“Who nicked my idea?” is one of the eternal post-work pub arguments of the over-refreshed and underappreciated employee. From the traders who keep their stock tips close to their chest in the Square Mile by doing deals on a dozen mobile phones lest prying ears eavesdrop their millions away to the news reporter whose scoop has been scooped by the guy on the next desk – no one likes to have their idea half-inched.
This week, the London advertising agency 18 Feet & Rising filed a claim against Nationwide, Britain’s leading building society, in the High Court and it seems that the clash is based on allegedly stolen goods and nicked ideas. 18 Feet was employed by Nationwide between 2011 and this year to dream up campaigns for screen and print. Nationwide’s business has been estimated at being worth £30m per year.
I can make no judgements here other than to talk generally about the superhuman crappiness of stealing someone else’s idea in a marketplace that is specifically, absolutely, 99 per cent about ideas. In fact, it’s like working in a building society and stealing from customer’s savings accounts. Sure thing; it’s wrong, but it’s also such bad news and bad publicity.
Building societies like to present themselves as the friendly face of a financial sector full of snakes, tax havens and wolves of Wall Street; much of the folklore they like their agencies to spin for them is based on trust, familiarity, belonging to a family. Adverts tend to include scenes of handsome, rustic types giving the very salt of the earth a run for its salty earthiness. There are sentimental homecomings to parlours, sons having their hair ruffled by caring, chunky-sweatered fathers, the overcoming of small fears, coming of age, smiling at bonfires. Yup, there’s a shitload of cliché, but then this is ad-land in which rearranging the rudiments of familiarity is stock-in-trade.

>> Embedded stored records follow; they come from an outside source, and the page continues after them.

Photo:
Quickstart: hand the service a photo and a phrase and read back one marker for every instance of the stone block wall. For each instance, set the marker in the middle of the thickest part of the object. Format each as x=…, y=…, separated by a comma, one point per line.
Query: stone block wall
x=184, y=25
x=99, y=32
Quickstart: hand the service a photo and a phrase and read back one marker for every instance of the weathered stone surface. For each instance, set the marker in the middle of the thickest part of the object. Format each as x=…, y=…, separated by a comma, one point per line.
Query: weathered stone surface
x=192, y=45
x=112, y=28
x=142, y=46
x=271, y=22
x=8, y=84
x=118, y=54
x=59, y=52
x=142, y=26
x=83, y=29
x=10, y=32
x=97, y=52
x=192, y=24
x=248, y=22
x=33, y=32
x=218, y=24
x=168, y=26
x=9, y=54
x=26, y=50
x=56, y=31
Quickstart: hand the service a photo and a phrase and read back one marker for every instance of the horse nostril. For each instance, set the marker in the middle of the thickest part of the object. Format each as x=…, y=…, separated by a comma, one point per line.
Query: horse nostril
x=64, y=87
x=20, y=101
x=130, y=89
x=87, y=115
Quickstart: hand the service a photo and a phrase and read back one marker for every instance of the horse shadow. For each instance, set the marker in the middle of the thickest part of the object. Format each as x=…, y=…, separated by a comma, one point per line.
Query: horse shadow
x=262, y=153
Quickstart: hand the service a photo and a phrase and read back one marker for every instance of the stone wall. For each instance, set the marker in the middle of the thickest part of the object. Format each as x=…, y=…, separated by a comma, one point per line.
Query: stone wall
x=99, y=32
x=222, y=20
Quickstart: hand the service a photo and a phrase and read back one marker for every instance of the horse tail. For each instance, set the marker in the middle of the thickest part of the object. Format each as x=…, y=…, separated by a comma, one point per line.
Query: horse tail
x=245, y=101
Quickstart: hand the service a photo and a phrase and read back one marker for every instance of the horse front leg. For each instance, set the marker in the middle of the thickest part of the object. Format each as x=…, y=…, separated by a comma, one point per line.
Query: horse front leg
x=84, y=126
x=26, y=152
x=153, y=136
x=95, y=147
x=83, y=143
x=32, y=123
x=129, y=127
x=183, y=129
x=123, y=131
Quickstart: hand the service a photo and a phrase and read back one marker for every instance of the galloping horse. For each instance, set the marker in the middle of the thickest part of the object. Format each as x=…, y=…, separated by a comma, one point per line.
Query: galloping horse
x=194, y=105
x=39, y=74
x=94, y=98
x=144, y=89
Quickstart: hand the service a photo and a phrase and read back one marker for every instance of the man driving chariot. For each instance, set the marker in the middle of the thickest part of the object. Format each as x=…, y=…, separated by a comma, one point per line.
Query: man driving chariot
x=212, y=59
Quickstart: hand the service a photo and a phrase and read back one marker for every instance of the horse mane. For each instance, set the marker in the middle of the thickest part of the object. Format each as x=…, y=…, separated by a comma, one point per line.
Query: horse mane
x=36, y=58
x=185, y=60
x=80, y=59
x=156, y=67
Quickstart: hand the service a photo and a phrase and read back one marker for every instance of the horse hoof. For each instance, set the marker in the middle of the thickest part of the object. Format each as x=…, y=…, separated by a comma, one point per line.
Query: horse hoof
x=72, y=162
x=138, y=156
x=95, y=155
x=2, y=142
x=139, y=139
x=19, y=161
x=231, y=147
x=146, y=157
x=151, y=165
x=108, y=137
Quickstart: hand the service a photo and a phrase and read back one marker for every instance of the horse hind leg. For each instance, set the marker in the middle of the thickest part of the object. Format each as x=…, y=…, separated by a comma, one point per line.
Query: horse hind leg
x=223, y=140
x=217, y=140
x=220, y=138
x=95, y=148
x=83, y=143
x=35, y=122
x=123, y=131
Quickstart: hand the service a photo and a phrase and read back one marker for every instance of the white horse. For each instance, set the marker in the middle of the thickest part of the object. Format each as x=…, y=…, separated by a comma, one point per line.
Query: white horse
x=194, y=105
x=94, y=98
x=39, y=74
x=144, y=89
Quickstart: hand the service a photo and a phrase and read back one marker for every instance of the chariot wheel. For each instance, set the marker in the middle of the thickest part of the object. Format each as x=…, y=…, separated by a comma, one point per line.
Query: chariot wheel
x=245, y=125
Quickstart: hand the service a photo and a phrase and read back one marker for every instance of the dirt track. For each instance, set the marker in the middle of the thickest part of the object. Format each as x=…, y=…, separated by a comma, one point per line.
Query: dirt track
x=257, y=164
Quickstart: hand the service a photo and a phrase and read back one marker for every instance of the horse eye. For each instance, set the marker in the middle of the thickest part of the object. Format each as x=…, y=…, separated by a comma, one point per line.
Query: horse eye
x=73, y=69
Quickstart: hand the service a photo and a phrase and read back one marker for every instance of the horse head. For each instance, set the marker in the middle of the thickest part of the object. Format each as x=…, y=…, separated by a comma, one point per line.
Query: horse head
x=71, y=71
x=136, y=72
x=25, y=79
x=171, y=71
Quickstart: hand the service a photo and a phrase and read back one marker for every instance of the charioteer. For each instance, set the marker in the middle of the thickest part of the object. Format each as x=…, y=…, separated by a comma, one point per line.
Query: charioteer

Only the judgement at the High Court will decide what happens in this case, of course, but the story of advertising agencies having their creative stolen for it to turn up in a suspiciously similar form for the client in question is not new. Anyone with an interest in ideas and who owns them should watch this case with interest. All that without mentioning David or Goliath. Until now.
Robert Bound is Monocle’s Culture Editor.